2020: In grade 12 at Barkly East High in the Eastern Cape

Learning under lockdown was fun and easy at first because no-one was telling me what to do and there was no-one busy checking up on me, whether I did my homework or not. I studied in my own time, everything was going like I wanted it to.

As more days went by without me being at school, I started feeling the pressure of how much work, “new work” to be precise, I had to learn all by myself. I now struggled with time management.

My home is a place that I would call an unfriendly study environment, as I can only study at night. That is, when everyone is asleep, because that is when the entire house is nice and quiet. I started with easy things like summarising and making notes. I also used this time to test and see how long I could stay up at night. This technique helped me understand and challenge myself more.
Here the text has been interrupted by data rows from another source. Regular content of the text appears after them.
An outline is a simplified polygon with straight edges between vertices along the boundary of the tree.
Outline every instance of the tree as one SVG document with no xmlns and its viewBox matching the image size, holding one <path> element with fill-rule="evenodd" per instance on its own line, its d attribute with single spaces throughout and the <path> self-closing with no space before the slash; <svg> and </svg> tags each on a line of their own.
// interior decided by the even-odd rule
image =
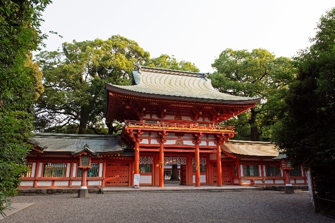
<svg viewBox="0 0 335 223">
<path fill-rule="evenodd" d="M 105 83 L 130 85 L 133 63 L 143 64 L 149 56 L 137 43 L 118 35 L 106 41 L 64 43 L 61 52 L 39 54 L 45 92 L 36 105 L 37 130 L 107 133 L 103 122 Z M 110 134 L 120 126 L 106 124 Z"/>
<path fill-rule="evenodd" d="M 49 0 L 0 0 L 0 213 L 17 194 L 33 130 L 33 103 L 43 91 L 31 61 L 46 37 L 39 29 Z M 6 206 L 3 204 L 7 202 Z"/>
<path fill-rule="evenodd" d="M 173 56 L 162 54 L 158 57 L 153 58 L 145 63 L 145 66 L 158 68 L 169 69 L 172 70 L 199 72 L 199 69 L 194 63 L 185 60 L 178 62 Z"/>
<path fill-rule="evenodd" d="M 317 30 L 312 45 L 294 58 L 298 75 L 274 141 L 294 163 L 309 168 L 318 197 L 335 200 L 335 8 L 321 17 Z M 330 212 L 335 216 L 334 208 Z"/>
<path fill-rule="evenodd" d="M 213 87 L 220 91 L 262 98 L 261 103 L 256 107 L 224 124 L 235 126 L 239 133 L 237 139 L 252 141 L 263 139 L 262 135 L 268 135 L 265 132 L 269 130 L 262 118 L 268 115 L 269 120 L 273 117 L 269 116 L 269 113 L 275 111 L 275 108 L 267 107 L 266 105 L 273 101 L 277 92 L 285 89 L 294 77 L 290 59 L 276 58 L 264 49 L 248 52 L 228 48 L 220 54 L 212 66 L 217 71 L 209 78 Z"/>
</svg>

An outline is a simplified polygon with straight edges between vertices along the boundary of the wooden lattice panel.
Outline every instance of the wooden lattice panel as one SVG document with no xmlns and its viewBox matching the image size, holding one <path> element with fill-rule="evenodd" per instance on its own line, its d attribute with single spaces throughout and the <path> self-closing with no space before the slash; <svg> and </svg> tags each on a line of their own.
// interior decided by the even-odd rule
<svg viewBox="0 0 335 223">
<path fill-rule="evenodd" d="M 107 164 L 105 181 L 106 186 L 128 186 L 129 169 L 129 164 Z"/>
</svg>

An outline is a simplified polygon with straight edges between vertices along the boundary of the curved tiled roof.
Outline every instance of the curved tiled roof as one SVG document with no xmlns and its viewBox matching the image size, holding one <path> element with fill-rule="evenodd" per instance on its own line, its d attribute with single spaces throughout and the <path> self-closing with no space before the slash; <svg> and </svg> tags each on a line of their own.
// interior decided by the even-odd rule
<svg viewBox="0 0 335 223">
<path fill-rule="evenodd" d="M 139 66 L 133 71 L 136 85 L 107 84 L 108 90 L 141 97 L 219 104 L 253 104 L 260 99 L 221 93 L 206 74 Z"/>
<path fill-rule="evenodd" d="M 225 153 L 235 156 L 276 157 L 279 152 L 274 144 L 268 142 L 252 141 L 227 141 L 221 146 Z"/>
<path fill-rule="evenodd" d="M 38 143 L 37 145 L 43 145 L 44 152 L 75 152 L 82 150 L 86 144 L 94 152 L 122 151 L 118 135 L 36 133 L 33 139 Z M 31 143 L 36 144 L 33 142 Z"/>
</svg>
I had to encourage myself to try to get out of my comfort zone and finish what I started.
Nomathamsanqa Tamara Khwaza

Since I was struggling with time management, I decided to draw up a study plan for myself, which of course I did not follow for at least 14 days. I had to encourage myself to try to get out of my comfort zone and finish what I started. This is when I started enjoying doing my school work. I now had a plan which I followed.

There are some radio shows and television channels that would broadcast grade 12 content. This was great because I needed all the help I could get, but I was facing a problem: the shows were broadcast at the same time when my family wanted to watch their evening shows. I sometimes could not tune in because they just did not let me. It was always six people against one.

After the president announced that the lockdown was being extended, I was shocked. How could this happen? It was heartbreaking and stressful at the same time. Another full month at home, trying to fight procrastination. Online learning and other methods of learning were being introduced.

My school started WhatsApp groups to help bridge the gap of online learning, since it was expensive and some pupils could not access it. With that said, I had to try out more things by myself, like watching YouTube videos and also going on educational websites. You know what that means — more data, and more data means more money. I had to stop because now my family was starting to complain that they were spending more money on data than on groceries. Fortunately I was able to reach out to a friend so that we could study together.

My time-management fun was short-lived, as I had to start all over again. With my new study plan made, I had to spend more hours studying. I now had to adjust to studying both in the afternoon and at night. In the afternoons I did the work that I found easy and at night I practised the difficult subjects. This is what is helping me right now. I miss school, even though it is kind of fun not waking up early in the morning. I miss the school vibes, interactions with other pupils.

My advice to other pupils is to draw up study plans, to improve their time-management skills, and that with every subject they must make notes on what they do not understand and ask those questions when schools reopen.

With that said, my personal lockdown experience was both difficult and easy at the same time.